Appellant contends that it was error to admit the opinion evidence of one Matthews. The specific testimony referred to is not contained in any ground of appeal, nor is there any exception to any testimony of this witness permitted by the trial judge to stand over objection.

It is next argued that it was error to admit the testimony of two witnesses, Henry C. Rieger and Edward Jenkins. There is no ground of appeal setting out the testimony alleged to have been erroneously admitted. The ground argued in appellant's brief is that no testimony should have been received from these witnesses as to the value of the lands taken because it is contended that the respondent was not entitled to recover more than nominal damages. This objection was not made at the trial and the court made no ruling upon this question. For the reasons above stated, however, the testimony was competent.

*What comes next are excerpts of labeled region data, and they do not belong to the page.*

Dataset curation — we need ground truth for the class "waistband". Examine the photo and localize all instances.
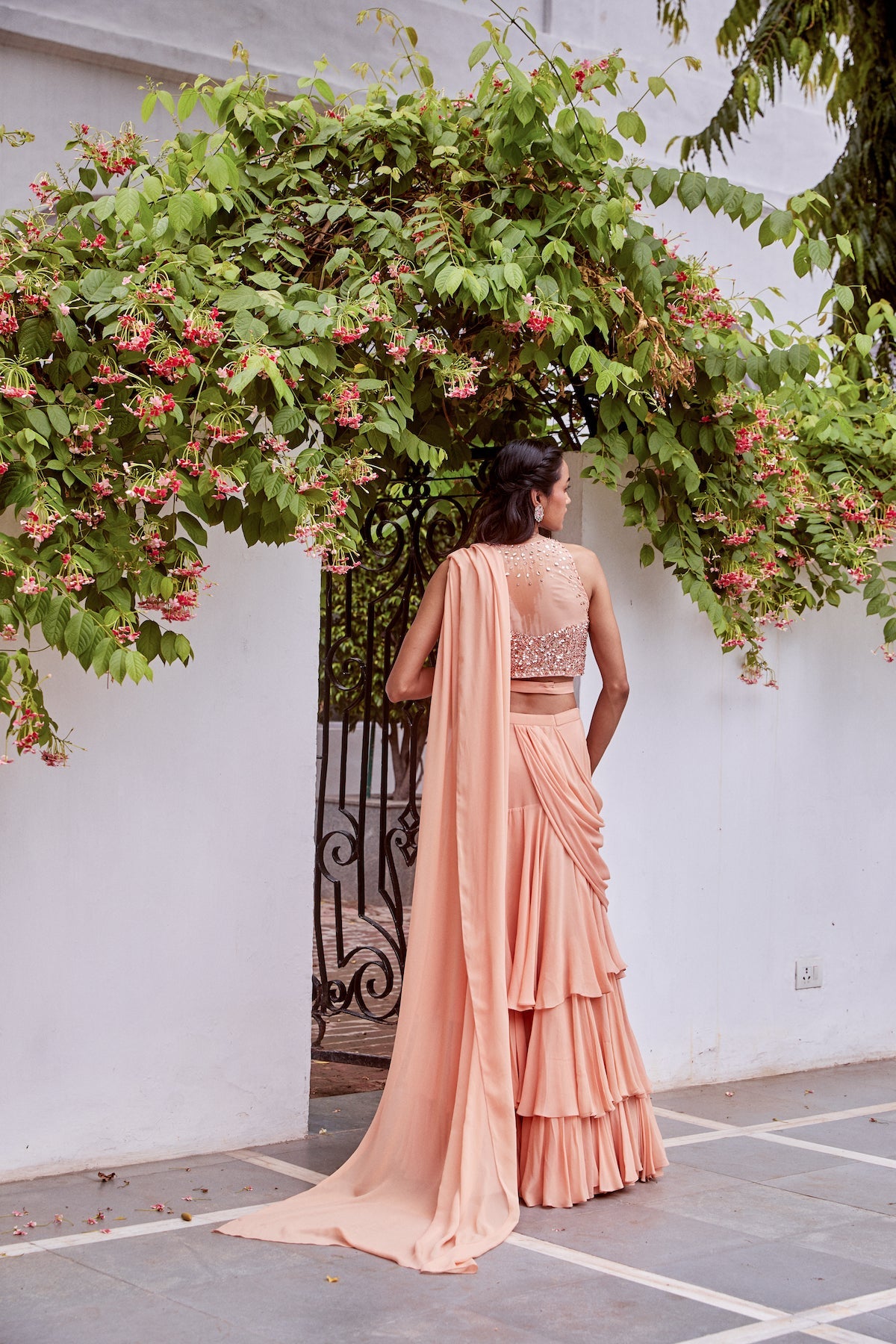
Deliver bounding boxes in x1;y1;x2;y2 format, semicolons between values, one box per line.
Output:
511;706;582;729
511;676;573;695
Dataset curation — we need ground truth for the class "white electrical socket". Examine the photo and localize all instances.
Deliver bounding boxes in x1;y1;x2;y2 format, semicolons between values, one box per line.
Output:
795;957;821;989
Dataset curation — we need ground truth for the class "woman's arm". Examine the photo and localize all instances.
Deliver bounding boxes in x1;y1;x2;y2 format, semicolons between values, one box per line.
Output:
385;561;449;703
570;546;629;773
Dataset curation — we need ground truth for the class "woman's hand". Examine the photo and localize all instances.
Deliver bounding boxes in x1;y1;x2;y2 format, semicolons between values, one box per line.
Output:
570;546;629;774
385;561;449;703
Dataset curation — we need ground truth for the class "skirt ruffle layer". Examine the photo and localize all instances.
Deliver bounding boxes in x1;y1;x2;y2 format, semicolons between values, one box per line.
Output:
506;716;666;1208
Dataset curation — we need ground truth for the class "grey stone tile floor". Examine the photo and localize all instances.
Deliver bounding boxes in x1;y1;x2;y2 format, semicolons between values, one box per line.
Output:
0;1060;896;1344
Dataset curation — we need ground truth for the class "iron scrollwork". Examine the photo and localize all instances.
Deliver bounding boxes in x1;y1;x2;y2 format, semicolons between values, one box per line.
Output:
311;470;476;1065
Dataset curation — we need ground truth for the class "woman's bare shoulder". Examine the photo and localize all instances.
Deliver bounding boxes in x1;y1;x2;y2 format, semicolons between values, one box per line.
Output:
560;541;603;578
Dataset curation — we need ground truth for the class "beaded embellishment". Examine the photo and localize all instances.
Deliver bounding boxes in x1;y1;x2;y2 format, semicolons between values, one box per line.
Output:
498;536;588;680
511;621;588;680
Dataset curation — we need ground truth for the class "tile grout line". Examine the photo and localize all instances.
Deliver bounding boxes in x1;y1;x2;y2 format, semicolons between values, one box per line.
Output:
5;1102;896;1344
506;1233;787;1324
0;1204;267;1260
681;1287;896;1344
653;1101;896;1139
803;1325;892;1344
654;1102;896;1168
7;1145;896;1344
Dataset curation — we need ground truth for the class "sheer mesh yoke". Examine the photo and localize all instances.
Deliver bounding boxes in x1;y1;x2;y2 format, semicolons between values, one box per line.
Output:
497;534;588;691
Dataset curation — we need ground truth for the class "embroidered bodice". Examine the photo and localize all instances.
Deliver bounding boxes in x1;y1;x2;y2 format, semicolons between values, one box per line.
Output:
496;534;588;680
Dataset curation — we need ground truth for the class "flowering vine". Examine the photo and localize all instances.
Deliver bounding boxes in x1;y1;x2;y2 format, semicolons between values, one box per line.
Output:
0;15;896;765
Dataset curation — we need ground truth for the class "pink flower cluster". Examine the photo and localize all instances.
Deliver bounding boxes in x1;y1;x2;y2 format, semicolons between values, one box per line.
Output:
183;306;224;349
114;313;156;353
79;125;141;178
575;57;610;93
336;383;364;429
442;356;484;400
128;393;176;425
525;294;553;336
22;504;62;546
126;470;180;504
146;346;196;383
28;173;59;207
94;360;128;386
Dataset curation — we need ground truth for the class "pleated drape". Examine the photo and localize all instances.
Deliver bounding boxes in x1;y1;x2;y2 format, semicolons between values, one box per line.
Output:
217;544;520;1274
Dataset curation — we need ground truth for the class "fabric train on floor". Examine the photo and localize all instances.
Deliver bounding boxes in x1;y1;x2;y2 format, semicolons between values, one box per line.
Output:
219;544;665;1274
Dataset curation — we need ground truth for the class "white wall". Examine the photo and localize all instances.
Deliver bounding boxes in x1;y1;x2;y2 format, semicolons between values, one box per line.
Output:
572;482;896;1086
0;0;896;1173
0;535;320;1180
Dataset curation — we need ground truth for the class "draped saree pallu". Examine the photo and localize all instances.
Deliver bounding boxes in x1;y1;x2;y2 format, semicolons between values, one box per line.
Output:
219;543;665;1274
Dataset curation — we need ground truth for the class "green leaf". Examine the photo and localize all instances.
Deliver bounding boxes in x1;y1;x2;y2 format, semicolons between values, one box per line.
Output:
806;238;832;270
617;108;647;145
40;593;71;648
78;267;121;304
116;187;140;225
168;191;203;232
25;406;52;438
177;87;199;121
231;308;267;341
570;346;591;373
504;261;525;289
203;155;230;191
834;285;856;313
759;210;794;247
64;606;98;657
19;317;52;364
46;402;71;438
679;172;706;210
740;191;765;228
787;344;812;378
271;406;305;434
106;648;128;684
134;621;161;662
650;168;679;205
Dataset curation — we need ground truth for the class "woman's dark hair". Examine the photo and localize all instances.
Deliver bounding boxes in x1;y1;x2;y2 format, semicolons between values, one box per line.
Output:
476;438;563;546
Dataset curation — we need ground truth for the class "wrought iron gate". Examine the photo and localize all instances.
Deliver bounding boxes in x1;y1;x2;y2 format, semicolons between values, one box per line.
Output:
311;470;476;1067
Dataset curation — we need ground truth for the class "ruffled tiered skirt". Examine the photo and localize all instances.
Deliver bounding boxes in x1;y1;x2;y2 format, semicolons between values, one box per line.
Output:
506;709;666;1208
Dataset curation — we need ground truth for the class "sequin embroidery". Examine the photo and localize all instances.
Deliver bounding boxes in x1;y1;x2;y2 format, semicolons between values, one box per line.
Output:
498;535;588;680
511;621;588;679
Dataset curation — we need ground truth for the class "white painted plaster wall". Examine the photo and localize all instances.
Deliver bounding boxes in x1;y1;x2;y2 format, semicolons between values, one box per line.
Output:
572;482;896;1086
0;535;320;1179
0;0;896;1172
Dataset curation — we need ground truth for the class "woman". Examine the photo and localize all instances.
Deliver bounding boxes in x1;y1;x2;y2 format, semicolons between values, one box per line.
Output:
219;441;666;1273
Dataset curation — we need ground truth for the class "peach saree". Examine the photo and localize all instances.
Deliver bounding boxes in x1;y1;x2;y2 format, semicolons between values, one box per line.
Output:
219;544;665;1274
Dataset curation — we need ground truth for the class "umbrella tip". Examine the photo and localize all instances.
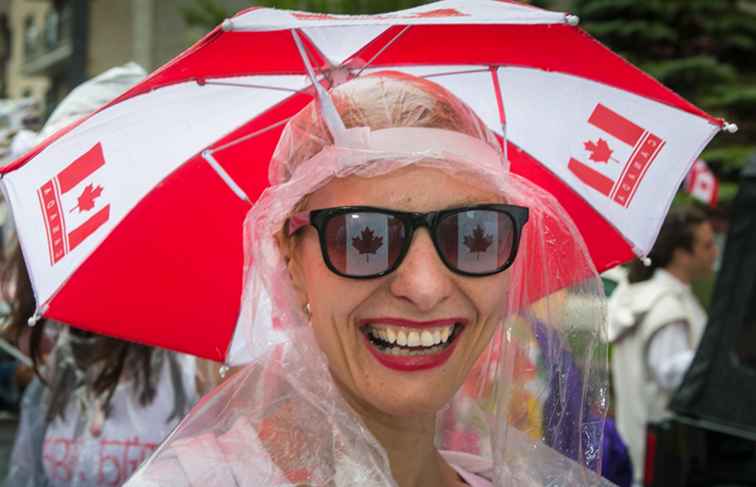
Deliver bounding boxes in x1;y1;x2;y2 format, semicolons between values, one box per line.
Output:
26;309;42;327
722;122;738;134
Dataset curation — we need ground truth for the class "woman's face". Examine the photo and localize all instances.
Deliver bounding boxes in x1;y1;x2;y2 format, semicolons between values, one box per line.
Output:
289;166;508;416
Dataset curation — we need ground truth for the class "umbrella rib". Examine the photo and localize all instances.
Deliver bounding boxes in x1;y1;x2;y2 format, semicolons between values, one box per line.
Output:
204;81;301;93
202;150;252;204
209;117;291;154
355;25;411;78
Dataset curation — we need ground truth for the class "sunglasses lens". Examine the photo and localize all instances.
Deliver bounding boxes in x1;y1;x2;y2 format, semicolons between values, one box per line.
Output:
436;209;515;274
325;212;406;277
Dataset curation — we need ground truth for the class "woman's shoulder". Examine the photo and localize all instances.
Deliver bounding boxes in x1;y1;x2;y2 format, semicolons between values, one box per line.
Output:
441;450;493;487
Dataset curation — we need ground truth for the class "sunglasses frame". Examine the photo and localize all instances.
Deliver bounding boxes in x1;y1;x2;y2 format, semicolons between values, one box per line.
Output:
287;204;529;279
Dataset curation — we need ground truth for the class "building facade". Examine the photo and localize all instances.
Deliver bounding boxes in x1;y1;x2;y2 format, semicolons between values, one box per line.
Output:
0;0;252;113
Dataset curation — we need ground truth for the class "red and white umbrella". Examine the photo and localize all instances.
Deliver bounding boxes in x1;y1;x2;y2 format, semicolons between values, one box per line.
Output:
2;0;727;361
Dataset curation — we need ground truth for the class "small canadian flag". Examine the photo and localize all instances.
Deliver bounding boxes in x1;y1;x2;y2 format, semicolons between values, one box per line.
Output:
685;159;719;208
567;103;665;208
37;143;110;265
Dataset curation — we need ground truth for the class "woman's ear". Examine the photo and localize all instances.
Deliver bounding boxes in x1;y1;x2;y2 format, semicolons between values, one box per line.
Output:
276;232;309;308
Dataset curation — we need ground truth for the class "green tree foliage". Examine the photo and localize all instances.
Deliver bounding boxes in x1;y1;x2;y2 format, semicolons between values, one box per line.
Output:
572;0;756;191
181;0;233;31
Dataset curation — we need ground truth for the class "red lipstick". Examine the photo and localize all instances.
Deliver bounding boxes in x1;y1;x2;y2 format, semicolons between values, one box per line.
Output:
362;318;466;372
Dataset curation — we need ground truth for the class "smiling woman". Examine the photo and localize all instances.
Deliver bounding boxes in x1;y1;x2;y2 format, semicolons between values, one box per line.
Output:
124;73;606;487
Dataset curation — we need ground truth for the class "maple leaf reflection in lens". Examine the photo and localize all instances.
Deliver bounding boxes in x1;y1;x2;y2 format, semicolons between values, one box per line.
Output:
583;137;618;164
352;227;383;262
462;225;493;260
71;183;102;213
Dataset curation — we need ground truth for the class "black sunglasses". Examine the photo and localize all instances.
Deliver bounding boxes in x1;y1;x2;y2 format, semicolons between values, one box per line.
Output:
288;204;528;279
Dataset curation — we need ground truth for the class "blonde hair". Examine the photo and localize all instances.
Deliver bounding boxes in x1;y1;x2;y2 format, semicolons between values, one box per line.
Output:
271;71;501;183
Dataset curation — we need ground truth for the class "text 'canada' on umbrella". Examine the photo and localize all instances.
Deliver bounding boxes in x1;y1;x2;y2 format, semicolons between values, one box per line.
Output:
2;0;730;361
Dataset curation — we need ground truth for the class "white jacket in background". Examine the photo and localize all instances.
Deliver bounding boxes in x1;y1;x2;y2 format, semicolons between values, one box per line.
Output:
609;269;706;482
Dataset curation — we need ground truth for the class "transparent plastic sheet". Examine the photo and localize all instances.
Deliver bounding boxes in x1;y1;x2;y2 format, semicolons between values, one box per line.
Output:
128;74;610;486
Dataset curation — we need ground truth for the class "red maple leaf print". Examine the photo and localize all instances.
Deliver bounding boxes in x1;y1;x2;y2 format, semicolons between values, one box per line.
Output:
71;183;102;213
583;137;619;164
462;225;493;260
352;227;383;262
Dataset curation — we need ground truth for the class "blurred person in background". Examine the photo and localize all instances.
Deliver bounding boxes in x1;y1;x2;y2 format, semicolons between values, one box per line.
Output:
609;207;718;485
2;63;217;487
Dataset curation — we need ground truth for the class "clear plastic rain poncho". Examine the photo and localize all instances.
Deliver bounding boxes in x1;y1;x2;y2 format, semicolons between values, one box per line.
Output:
128;73;609;487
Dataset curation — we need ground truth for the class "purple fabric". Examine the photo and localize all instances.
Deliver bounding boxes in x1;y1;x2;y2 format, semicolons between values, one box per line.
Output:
526;316;633;487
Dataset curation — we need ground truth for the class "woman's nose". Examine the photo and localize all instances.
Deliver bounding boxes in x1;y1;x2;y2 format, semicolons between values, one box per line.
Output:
390;228;453;311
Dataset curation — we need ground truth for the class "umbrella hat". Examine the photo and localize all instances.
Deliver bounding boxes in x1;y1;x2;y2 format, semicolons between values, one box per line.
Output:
2;0;726;361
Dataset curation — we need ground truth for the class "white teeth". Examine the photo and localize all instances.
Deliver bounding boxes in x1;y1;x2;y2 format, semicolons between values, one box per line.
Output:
420;330;435;347
368;325;455;353
386;328;396;343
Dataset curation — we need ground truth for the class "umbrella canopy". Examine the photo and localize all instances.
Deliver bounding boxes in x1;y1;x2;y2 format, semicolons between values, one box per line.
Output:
2;0;725;360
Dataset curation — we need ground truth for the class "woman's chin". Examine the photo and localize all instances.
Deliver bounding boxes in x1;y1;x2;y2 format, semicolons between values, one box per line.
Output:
346;346;464;417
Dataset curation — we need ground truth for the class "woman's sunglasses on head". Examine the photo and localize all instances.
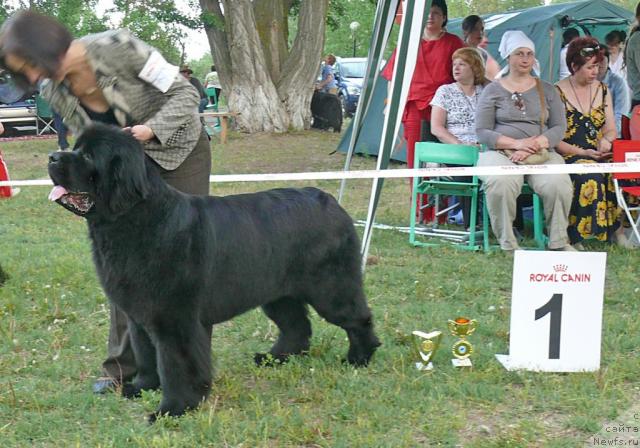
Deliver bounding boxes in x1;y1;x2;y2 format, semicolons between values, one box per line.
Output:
580;45;602;58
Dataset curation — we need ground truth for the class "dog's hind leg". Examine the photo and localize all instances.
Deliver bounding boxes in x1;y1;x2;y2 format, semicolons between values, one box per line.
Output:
309;281;380;366
149;316;212;423
122;319;160;398
254;297;311;366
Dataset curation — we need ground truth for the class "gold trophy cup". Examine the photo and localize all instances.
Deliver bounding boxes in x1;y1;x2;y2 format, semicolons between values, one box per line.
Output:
411;330;442;370
448;317;478;367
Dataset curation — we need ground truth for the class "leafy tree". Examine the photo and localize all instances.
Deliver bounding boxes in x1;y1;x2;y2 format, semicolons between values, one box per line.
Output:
0;0;107;37
108;0;198;65
199;0;329;132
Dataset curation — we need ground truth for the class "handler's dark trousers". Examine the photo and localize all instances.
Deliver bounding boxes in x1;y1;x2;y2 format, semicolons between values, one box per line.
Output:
102;129;211;383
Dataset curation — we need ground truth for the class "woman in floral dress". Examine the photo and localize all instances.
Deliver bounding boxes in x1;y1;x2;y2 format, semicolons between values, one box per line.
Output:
556;37;629;249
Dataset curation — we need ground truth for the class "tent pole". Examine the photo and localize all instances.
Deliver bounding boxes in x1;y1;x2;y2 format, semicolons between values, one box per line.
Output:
338;0;400;204
362;0;431;272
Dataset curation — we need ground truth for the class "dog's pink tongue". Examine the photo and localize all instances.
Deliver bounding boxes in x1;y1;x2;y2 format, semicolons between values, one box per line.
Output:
49;185;67;201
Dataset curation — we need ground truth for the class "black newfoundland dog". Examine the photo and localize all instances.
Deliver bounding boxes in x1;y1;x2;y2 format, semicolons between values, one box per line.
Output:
49;125;380;421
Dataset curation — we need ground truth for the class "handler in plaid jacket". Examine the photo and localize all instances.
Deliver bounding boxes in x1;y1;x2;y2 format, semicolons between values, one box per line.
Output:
0;10;211;393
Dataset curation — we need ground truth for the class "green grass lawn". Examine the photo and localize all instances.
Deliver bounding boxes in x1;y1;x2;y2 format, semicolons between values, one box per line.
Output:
0;131;640;447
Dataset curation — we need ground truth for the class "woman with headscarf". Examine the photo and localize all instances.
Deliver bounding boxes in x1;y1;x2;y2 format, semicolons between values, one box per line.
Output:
0;10;211;393
557;37;632;249
476;31;574;251
382;0;465;221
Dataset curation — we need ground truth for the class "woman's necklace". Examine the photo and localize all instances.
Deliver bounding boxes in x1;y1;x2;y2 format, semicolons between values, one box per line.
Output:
456;82;478;112
569;77;593;115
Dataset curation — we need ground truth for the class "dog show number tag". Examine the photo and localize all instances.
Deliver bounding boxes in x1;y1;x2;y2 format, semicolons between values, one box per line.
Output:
496;251;607;372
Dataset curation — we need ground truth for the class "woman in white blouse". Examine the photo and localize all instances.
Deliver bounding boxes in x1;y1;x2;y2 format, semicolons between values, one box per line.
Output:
431;47;489;145
431;47;489;228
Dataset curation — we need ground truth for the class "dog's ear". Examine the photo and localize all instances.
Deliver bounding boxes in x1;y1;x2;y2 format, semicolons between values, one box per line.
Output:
92;131;150;217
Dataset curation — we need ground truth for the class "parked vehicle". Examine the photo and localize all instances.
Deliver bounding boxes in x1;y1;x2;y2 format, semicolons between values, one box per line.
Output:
334;58;367;117
0;72;37;128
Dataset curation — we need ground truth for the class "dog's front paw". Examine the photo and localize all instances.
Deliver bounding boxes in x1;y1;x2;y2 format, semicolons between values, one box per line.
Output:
122;383;142;400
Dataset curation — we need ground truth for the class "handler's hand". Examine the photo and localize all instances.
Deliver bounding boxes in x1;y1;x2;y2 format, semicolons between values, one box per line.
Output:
513;137;540;154
509;150;532;163
581;149;602;160
124;124;155;142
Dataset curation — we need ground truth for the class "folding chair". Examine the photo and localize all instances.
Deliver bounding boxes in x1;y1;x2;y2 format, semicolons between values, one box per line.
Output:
482;182;548;252
36;95;58;135
613;140;640;244
409;142;485;250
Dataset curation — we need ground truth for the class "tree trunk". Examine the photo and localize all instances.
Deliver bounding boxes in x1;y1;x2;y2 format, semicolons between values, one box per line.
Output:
200;0;329;133
277;0;329;129
253;0;289;79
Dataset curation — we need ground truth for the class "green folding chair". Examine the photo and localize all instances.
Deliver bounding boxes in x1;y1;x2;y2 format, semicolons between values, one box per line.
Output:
482;182;549;252
409;142;486;250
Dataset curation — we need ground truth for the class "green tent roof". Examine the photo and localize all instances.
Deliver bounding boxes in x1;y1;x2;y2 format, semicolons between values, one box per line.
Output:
447;0;634;82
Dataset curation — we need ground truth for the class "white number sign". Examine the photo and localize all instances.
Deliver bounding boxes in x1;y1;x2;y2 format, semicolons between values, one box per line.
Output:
496;251;607;372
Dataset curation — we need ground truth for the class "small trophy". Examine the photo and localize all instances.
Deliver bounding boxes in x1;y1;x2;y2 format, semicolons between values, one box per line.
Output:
449;317;478;367
411;330;442;370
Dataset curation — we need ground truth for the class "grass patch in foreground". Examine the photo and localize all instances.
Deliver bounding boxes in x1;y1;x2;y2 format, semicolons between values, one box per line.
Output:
0;132;640;447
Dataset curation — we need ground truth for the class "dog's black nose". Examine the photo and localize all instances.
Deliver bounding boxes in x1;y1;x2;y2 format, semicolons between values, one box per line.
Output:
49;151;62;163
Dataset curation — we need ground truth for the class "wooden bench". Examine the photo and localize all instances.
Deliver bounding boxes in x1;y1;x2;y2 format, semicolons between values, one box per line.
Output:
200;111;239;145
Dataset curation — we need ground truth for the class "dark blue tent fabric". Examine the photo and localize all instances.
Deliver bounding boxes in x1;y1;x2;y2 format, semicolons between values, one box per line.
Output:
338;0;634;162
338;75;407;162
447;0;634;82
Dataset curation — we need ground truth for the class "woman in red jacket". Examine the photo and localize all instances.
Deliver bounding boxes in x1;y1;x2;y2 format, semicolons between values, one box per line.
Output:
382;0;465;221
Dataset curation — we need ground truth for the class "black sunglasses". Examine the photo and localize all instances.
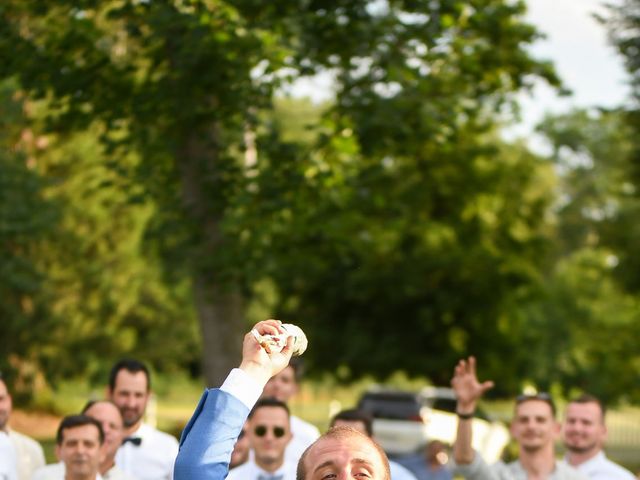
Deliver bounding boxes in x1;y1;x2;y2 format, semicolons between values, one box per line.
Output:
253;425;286;438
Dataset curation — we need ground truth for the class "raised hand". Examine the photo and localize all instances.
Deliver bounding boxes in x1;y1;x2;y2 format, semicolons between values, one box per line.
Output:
240;320;293;384
451;357;493;413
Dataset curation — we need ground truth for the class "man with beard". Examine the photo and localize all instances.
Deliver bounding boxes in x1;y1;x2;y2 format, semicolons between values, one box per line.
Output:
451;357;586;480
227;398;297;480
108;359;178;480
563;394;636;480
32;415;104;480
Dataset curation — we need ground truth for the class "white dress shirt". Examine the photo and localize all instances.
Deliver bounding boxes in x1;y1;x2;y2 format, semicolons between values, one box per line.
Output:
450;452;587;480
227;460;297;480
575;451;636;480
30;462;137;480
115;423;178;480
31;462;103;480
0;431;18;480
7;430;46;480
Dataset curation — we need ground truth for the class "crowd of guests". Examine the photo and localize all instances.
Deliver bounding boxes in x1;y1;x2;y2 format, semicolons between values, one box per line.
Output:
0;321;636;480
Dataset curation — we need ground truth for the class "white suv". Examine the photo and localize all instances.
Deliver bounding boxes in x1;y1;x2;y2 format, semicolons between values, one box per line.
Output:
358;387;509;463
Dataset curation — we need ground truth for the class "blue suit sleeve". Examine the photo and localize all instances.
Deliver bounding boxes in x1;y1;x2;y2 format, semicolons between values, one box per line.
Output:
173;388;249;480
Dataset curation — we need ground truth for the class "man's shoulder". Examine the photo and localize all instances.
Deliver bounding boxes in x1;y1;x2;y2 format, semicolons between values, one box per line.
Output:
584;453;636;480
227;460;256;480
389;460;416;480
9;430;42;451
31;462;65;480
554;460;587;480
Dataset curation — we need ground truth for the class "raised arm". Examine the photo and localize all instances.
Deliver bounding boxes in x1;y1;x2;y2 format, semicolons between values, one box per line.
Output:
174;320;293;480
451;357;493;465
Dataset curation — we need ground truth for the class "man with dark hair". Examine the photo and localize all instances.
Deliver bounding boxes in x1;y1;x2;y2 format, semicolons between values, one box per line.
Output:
451;357;585;480
330;408;416;480
562;394;635;480
32;415;104;480
108;359;178;480
227;398;296;480
0;375;45;480
175;320;390;480
263;357;320;462
229;422;251;470
82;400;135;480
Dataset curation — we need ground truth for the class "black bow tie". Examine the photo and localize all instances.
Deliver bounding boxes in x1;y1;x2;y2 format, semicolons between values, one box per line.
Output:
122;437;142;447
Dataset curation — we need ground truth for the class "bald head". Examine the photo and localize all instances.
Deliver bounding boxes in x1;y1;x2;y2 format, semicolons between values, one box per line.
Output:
296;426;391;480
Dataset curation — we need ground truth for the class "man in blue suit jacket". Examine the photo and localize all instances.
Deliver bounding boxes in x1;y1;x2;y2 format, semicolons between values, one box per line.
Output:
174;320;293;480
173;320;391;480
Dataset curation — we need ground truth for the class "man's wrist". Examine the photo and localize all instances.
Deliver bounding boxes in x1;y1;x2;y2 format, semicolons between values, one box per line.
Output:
456;410;476;420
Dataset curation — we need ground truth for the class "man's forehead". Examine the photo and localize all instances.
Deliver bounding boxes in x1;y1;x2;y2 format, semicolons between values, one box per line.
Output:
85;402;122;423
515;399;553;418
565;402;602;419
249;406;289;424
62;424;100;443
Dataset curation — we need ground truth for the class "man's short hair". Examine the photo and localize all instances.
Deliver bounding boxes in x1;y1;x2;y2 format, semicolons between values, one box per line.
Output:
296;427;391;480
56;415;104;445
248;397;291;418
331;408;373;437
80;400;122;416
569;393;607;422
516;392;556;418
109;358;151;392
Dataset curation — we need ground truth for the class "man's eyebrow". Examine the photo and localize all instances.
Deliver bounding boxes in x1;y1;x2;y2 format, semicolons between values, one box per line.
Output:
313;458;373;472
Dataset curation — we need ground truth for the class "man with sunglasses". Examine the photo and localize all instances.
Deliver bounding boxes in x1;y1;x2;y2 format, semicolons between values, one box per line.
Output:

The appellant next contends that because real estate experts valued the lands in question at various figures from $22,498.28 to $31,200, there is no evidence to sustain the verdict for $7,500. But this is not necessarily true. Expert testimony is not necessarily binding upon the jury. The jury may adopt so much of it as appears sound, reject all of it, or adopt all of it. 10 R.C.L. 218; Hinners v. Edgewater and Fort Lee Railroad Co., 75 N.J.L. 514. The verdict represents the judgment of the jury, after viewing the premises and considering all of the evidence with respect to the value of the land.

It is argued that it was error for the trial judge to refuse to charge that the town held the property in its governmental capacity. As above pointed out, we do not regard this refusal as erroneous.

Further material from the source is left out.